IRS Notice Fills in Many Gaps in Health Coverage Rules

By Sally P. Schreiber, J.D.

Twenty-six Q&As issued by the IRS on Thursday provide further guidance on a wide variety of issues affecting employer-provided health coverage under the Patient Protection and Affordable Care Act (PPACA), P.L. 111-148 (Notice 2015-87). The notice also provides penalty relief for applicable large employers that have made a good-faith effort to comply with the Sec. 6056 reporting requirements for 2015.

The notice provides a detailed explanation of the interplay of health reimbursement arrangements (HRAs) and PPACA’s market reform requirements, which was previously the subject of guidance in Notice 2013-54. For example, the notice explains that HRA amounts can be used to purchase excepted coverage such as dental insurance without running afoul of the laws but cannot be used to reimburse the medical expenses of a spouse or dependent of an employee with self-only coverage.

The notice also clarifies how the Sec. 4980H employer shared-responsibility provision applies to determine the 9.5% affordability threshold and the identification of employee contributions to the cost of coverage when employers offer HRAs, flex credits, opt-out payments, or fringe benefit payments required under certain federal laws.
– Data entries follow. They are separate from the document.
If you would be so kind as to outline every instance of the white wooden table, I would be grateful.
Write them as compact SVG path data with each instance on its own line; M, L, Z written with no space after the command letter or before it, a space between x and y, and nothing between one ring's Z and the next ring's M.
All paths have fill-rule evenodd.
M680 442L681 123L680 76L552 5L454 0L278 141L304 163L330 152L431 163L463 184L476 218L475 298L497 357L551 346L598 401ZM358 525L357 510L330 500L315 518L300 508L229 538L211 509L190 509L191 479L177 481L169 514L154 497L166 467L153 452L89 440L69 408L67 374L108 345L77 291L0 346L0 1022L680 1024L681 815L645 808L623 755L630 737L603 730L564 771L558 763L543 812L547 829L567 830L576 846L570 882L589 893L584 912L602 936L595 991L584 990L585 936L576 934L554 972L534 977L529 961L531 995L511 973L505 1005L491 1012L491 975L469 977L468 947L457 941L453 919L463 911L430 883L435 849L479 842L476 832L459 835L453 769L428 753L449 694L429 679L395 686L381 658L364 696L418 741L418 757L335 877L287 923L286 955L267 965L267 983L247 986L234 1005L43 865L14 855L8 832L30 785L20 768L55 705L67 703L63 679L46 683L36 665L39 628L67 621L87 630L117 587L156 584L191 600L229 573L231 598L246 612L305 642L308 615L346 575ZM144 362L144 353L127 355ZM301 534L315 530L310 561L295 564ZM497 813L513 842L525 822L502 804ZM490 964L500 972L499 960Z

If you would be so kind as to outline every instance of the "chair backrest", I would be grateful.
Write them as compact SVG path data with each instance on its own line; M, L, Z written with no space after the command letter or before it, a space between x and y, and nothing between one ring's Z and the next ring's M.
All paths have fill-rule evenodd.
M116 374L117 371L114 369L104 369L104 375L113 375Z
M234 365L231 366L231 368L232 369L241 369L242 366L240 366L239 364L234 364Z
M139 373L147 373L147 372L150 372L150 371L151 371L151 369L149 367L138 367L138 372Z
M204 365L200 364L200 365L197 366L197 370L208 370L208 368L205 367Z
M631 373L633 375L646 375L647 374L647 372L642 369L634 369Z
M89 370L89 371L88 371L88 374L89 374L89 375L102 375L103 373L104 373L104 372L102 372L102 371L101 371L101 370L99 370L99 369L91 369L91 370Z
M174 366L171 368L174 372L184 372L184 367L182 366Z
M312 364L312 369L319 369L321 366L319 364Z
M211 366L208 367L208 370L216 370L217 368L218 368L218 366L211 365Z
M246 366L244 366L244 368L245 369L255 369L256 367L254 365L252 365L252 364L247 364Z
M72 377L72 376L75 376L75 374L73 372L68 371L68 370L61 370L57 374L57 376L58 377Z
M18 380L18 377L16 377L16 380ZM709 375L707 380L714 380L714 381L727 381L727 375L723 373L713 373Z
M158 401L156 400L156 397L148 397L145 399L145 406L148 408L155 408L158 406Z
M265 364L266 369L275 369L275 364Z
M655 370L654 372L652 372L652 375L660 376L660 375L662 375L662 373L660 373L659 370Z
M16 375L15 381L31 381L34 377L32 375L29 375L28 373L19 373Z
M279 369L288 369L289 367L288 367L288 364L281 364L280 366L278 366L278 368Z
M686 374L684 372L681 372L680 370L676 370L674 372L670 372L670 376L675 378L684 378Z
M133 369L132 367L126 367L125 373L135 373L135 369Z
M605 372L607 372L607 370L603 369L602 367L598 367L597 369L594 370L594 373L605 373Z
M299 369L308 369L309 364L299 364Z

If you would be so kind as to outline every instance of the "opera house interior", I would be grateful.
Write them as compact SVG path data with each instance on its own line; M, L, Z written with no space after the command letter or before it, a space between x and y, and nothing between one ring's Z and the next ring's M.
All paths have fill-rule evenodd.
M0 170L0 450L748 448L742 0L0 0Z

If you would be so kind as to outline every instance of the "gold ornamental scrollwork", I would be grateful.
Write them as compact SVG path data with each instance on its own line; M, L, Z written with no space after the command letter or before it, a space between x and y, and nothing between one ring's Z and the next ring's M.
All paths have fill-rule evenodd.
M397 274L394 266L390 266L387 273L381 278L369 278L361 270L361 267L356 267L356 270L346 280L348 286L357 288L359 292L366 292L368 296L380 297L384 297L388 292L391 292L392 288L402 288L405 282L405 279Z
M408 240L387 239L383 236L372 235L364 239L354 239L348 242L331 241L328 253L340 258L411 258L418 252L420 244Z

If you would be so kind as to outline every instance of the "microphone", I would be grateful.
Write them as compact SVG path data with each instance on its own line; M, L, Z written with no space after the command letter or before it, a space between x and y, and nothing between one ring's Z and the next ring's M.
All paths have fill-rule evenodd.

The notice also explains how Sec. 4980H applies to government entities and how health savings accounts (HSAs) can be integrated with Department of Veterans Affairs benefits.

The new rules that allow carryover of up to $500 of unused amounts in a health flexible spending arrangement (health FSA) require an explanation of how those amounts may be used when the participant is eligible for COBRA continuation coverage, including any conditions that may be put on the use of carryover amounts.

And, last, the notice provides relief from the Sec. 6721 and 6722 penalties for applicable large employers (ALEs) that make a good-faith effort to comply with the new Sec. 6056 reporting requirements for 2015. The relief is provided for returns and statements filed and furnished in 2016 to report offers of coverage in 2015 for incorrect or incomplete information reported on the return or statement.

This penalty relief does not apply in the case of ALEs that cannot show a good-faith effort to comply or that fail to timely file an information return or furnish a statement. However, as is currently allowed with existing information-reporting rules, ALEs that fail to timely meet the requirements may still be eligible for penalty relief under the Sec. 6724 reasonable-cause standards.